Judge Throws Out Historic Climate Liability Cases Brought by Oakland and San Francisco

Culture

In a blow to the climate liability movement, Federal Judge William Alsup on Monday threw out a trendsetting lawsuit brought by the cities of Oakland and San Francisco against the five biggest fossil-fuel producing companies, The New York Times reported.

The two Bay Area cities were the first major U.S. cities to sue big oil over the costs of adapting to climate change, but other cities and counties around the country, including New York, Boulder and Seattle’s King County, have followed their lead for a current total of 11 such lawsuits on the books.


Alsup, of the Federal District Court in San Francisco, stemmed the tide of the movement with his decision, ruling that the courts were not the appropriate place to decide issues relating to climate change.

“The problem deserves a solution on a more vast scale than can be supplied by a district judge or jury in a public nuisance case,” Alsup wrote in his opinion, according to The New York Times.

Alsup acknowledged the scientific consensus surrounding human-caused climate change and agreed that it posed a significant risk to the planet, but did not think it was ultimately fair to hold the defendants―Chevron, ConocoPhillips, ExxonMobil, BP and Royal Dutch Shell―responsible for supplying a global demand for energy that had transformed the modern world.

“Would it really be fair to now ignore our own responsibility in the use of fossil fuels and place the blame for global warming on those who supplied what we demanded? Is it really fair, in light of those benefits, to say that the sale of fossil fuels was unreasonable?” he asked in the statement.

“This is obviously not the ruling we wanted, but this doesn’t mean the case is over,” San Francisco city attorney spokesperson John Coté told The New York Times. “We’re reviewing the order and will decide on our next steps shortly.”

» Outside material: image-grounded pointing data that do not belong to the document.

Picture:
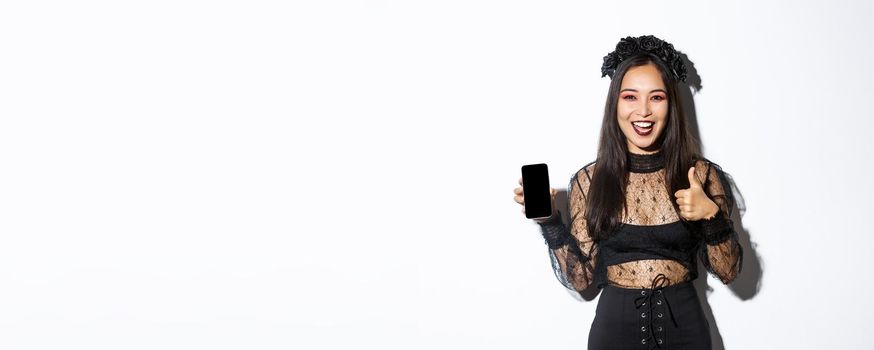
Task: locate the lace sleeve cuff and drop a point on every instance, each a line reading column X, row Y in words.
column 555, row 233
column 716, row 229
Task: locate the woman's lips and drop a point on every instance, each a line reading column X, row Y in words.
column 643, row 131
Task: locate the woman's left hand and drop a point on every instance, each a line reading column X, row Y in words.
column 694, row 203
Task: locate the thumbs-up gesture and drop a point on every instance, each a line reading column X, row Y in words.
column 693, row 202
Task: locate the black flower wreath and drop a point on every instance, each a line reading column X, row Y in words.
column 630, row 46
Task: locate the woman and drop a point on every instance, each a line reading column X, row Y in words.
column 644, row 211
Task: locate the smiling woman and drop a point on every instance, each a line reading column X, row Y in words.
column 644, row 211
column 642, row 108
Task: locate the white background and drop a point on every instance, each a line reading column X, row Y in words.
column 332, row 175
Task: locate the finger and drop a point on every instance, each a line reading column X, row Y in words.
column 693, row 180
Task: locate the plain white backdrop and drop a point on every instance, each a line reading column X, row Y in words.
column 339, row 174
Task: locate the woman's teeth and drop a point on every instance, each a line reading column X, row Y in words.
column 643, row 128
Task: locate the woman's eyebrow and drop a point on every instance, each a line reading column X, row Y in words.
column 630, row 89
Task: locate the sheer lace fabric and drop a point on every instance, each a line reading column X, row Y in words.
column 654, row 239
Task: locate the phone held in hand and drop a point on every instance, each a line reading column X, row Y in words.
column 535, row 188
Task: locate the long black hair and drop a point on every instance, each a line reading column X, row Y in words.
column 606, row 198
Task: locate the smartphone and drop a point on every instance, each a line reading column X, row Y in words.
column 535, row 188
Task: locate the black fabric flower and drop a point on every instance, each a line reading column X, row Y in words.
column 630, row 46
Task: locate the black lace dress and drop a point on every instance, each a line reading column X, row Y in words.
column 645, row 269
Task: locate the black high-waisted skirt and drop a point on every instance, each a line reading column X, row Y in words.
column 652, row 318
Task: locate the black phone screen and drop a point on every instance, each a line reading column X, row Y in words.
column 535, row 188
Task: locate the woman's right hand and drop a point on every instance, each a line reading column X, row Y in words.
column 520, row 198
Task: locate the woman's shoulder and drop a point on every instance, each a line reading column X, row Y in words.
column 585, row 172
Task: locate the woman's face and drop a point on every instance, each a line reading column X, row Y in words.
column 642, row 108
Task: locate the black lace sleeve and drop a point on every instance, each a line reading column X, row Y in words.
column 719, row 248
column 571, row 249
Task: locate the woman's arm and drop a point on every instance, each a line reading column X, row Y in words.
column 719, row 248
column 571, row 249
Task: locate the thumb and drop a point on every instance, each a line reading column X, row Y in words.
column 693, row 181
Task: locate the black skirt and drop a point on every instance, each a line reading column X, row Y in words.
column 660, row 317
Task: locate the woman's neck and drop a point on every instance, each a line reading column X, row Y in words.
column 645, row 163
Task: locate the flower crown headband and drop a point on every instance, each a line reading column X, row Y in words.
column 630, row 46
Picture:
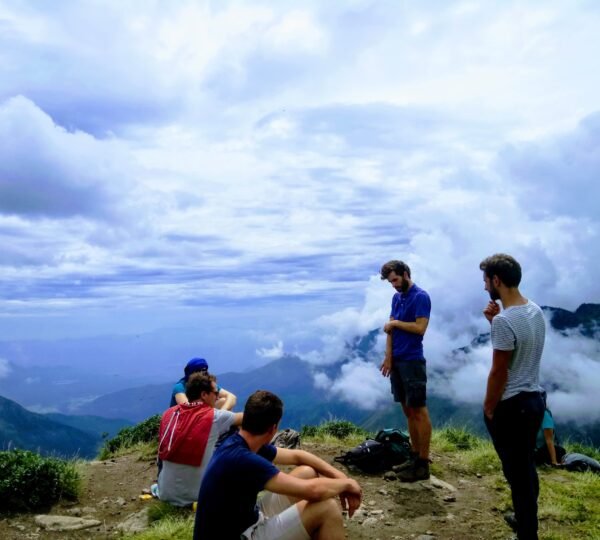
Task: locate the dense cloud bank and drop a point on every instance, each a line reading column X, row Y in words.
column 244, row 170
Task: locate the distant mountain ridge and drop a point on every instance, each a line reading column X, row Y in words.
column 20, row 428
column 53, row 434
column 293, row 380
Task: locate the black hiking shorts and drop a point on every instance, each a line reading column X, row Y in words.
column 409, row 382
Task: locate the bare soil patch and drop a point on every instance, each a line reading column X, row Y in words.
column 391, row 510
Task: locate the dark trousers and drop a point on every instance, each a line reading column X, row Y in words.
column 513, row 430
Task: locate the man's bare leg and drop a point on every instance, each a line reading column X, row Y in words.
column 422, row 425
column 413, row 429
column 322, row 520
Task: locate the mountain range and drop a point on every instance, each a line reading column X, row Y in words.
column 56, row 434
column 293, row 379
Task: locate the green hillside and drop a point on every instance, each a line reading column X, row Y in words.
column 20, row 428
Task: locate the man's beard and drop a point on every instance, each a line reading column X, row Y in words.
column 403, row 286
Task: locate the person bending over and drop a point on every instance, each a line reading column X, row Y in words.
column 187, row 437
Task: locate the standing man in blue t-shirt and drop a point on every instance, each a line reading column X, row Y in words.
column 404, row 363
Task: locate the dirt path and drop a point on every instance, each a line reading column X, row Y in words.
column 391, row 510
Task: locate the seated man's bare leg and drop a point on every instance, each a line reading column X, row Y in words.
column 322, row 520
column 273, row 503
column 422, row 425
column 412, row 428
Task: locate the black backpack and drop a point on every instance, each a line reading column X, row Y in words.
column 390, row 447
column 286, row 438
column 580, row 463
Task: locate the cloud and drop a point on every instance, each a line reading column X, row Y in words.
column 191, row 163
column 46, row 171
column 551, row 175
column 5, row 368
column 273, row 353
column 359, row 383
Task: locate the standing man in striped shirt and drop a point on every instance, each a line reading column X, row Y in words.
column 513, row 407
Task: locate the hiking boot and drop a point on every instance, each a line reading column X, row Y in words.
column 408, row 463
column 511, row 520
column 418, row 471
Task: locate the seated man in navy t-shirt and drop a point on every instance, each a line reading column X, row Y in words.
column 299, row 505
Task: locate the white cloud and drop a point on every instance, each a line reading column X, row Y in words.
column 273, row 353
column 360, row 383
column 5, row 368
column 239, row 157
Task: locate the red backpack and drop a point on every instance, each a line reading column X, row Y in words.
column 184, row 431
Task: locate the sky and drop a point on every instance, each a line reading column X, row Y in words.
column 243, row 169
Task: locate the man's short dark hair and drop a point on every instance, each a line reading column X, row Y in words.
column 504, row 266
column 199, row 382
column 394, row 266
column 262, row 411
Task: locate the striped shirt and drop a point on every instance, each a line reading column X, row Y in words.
column 521, row 329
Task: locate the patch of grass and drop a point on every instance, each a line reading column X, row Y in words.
column 453, row 439
column 129, row 437
column 583, row 449
column 160, row 510
column 471, row 454
column 30, row 482
column 146, row 451
column 335, row 431
column 169, row 528
column 569, row 505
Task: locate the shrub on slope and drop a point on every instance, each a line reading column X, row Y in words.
column 30, row 482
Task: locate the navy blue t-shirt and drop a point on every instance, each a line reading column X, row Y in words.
column 408, row 307
column 234, row 477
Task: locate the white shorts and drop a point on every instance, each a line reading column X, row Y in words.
column 279, row 519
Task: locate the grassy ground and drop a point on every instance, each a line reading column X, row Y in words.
column 569, row 506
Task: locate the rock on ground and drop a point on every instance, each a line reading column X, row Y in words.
column 64, row 523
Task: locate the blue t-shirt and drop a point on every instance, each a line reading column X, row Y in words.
column 233, row 479
column 408, row 307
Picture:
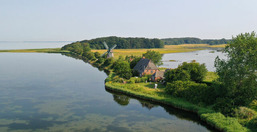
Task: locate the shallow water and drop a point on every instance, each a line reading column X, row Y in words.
column 52, row 92
column 4, row 45
column 207, row 57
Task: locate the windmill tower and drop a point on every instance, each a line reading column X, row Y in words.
column 109, row 51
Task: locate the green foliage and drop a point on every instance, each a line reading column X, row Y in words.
column 191, row 91
column 176, row 74
column 154, row 56
column 253, row 105
column 252, row 124
column 97, row 55
column 108, row 62
column 244, row 113
column 177, row 41
column 134, row 62
column 217, row 120
column 89, row 55
column 124, row 43
column 117, row 79
column 226, row 124
column 238, row 73
column 139, row 79
column 100, row 61
column 122, row 69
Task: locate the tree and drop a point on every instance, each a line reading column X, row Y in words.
column 155, row 56
column 237, row 74
column 122, row 69
column 97, row 55
column 134, row 62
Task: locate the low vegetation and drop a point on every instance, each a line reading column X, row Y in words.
column 177, row 41
column 47, row 50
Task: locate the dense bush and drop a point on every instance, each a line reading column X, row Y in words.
column 238, row 72
column 122, row 69
column 117, row 79
column 97, row 55
column 139, row 79
column 108, row 62
column 244, row 113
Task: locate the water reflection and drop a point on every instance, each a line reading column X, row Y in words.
column 50, row 92
column 124, row 100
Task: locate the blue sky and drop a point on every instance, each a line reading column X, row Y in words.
column 72, row 20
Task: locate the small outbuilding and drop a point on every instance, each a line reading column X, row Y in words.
column 158, row 75
column 145, row 67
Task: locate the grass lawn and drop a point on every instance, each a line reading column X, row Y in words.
column 210, row 76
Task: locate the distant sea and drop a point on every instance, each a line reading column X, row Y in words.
column 4, row 45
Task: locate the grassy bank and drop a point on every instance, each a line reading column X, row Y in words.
column 146, row 91
column 47, row 50
column 125, row 52
column 165, row 50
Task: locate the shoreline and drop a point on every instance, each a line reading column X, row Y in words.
column 208, row 116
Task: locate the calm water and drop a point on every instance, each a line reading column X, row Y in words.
column 31, row 44
column 52, row 92
column 201, row 56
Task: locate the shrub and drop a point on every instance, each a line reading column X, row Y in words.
column 244, row 113
column 253, row 105
column 117, row 79
column 131, row 81
column 122, row 69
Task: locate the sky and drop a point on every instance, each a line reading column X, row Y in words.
column 74, row 20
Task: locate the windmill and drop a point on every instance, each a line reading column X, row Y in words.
column 109, row 50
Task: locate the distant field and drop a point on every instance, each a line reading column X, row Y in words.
column 48, row 50
column 125, row 52
column 166, row 49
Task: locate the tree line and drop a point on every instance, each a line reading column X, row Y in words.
column 188, row 40
column 124, row 43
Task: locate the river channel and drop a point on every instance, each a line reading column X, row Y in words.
column 53, row 92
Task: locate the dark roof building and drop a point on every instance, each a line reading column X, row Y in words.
column 158, row 75
column 145, row 66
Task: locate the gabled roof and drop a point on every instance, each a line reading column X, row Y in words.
column 159, row 74
column 145, row 64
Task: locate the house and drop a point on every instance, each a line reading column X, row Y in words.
column 145, row 67
column 158, row 75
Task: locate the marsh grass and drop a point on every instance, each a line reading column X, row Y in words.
column 211, row 76
column 47, row 50
column 165, row 50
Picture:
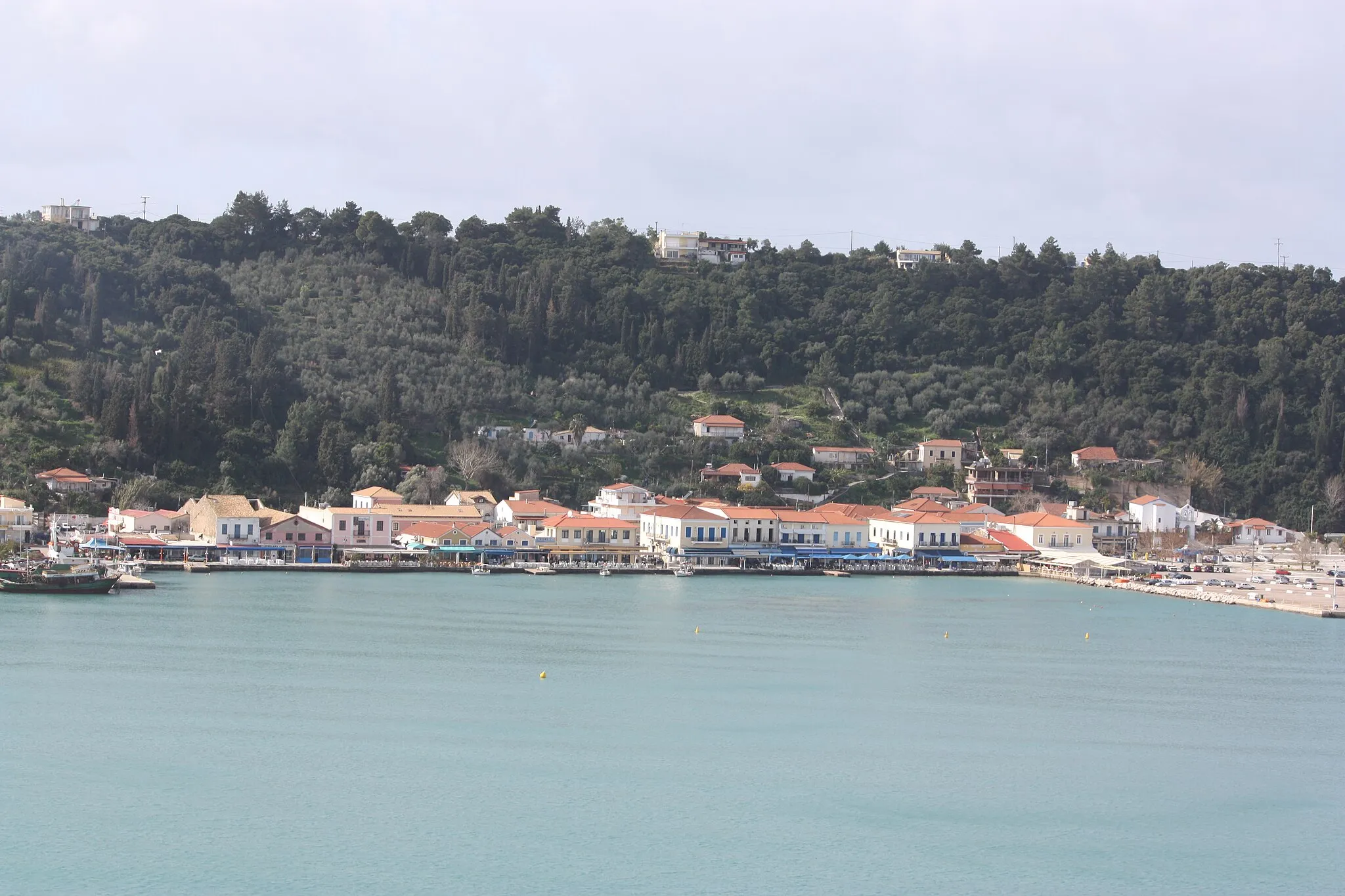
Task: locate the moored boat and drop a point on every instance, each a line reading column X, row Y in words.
column 61, row 580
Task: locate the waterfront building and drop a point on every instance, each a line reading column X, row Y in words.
column 483, row 501
column 353, row 527
column 591, row 539
column 1258, row 531
column 15, row 521
column 1153, row 513
column 914, row 532
column 622, row 501
column 170, row 523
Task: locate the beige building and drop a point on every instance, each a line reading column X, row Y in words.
column 15, row 521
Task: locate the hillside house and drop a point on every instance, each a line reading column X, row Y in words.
column 65, row 480
column 1093, row 457
column 745, row 476
column 791, row 471
column 847, row 457
column 1153, row 513
column 718, row 426
column 15, row 521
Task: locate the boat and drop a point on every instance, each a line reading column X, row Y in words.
column 61, row 578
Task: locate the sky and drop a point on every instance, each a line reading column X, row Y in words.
column 1200, row 131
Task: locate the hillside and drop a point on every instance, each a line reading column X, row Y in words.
column 287, row 352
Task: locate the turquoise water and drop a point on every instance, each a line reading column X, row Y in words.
column 378, row 734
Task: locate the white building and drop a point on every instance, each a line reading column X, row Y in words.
column 910, row 532
column 622, row 501
column 1191, row 519
column 831, row 456
column 790, row 472
column 15, row 521
column 148, row 522
column 483, row 501
column 940, row 452
column 1258, row 531
column 690, row 246
column 1155, row 513
column 77, row 217
column 908, row 258
column 718, row 426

Coté added that the case had already been a success in at least one respect: It had led Alsup to order a historic court tutorial in March in which climate science experts testified about the proof for anthropogenic global warming.

“We’re pleased that the court recognized that the science of global warming is no longer in dispute,” he said. “Our litigation forced a public court proceeding on climate science, and now these companies can no longer deny it is real and valid. Our belief remains that these companies are liable for the harm they’ve caused.”

Chevron was predictably pleased with the results.

“Reliable, affordable energy is not a public nuisance but a public necessity,” vice president and general counsel for Chevron R. Hewitt Pate told The New York Times.

Michael Burger, executive director of the Sabin Center for Climate Change Law at Columbia University, told The New York Times it was too soon to tell if Alsup’s decision would influence judges hearing similar cases around the country.

The cities had filed their suits against the companies using public nuisance law. In previous federal cases concerning climate change, the Supreme Court ruled that the Clean Air Act superseded nuisance law at the federal level and that it was up to the U.S. Environmental Protection Agency to deal with such complaints.

Oakland and San Francisco had tried to file public nuisance suits at the state level, while the defendants tried to move the cases to federal courts. Alsup decided the two cities’ suits should be tried federally, but the federal judge reviewing the climate liability cases brought by Marin County, San Mateo County and Imperial Beach moved them to state courts.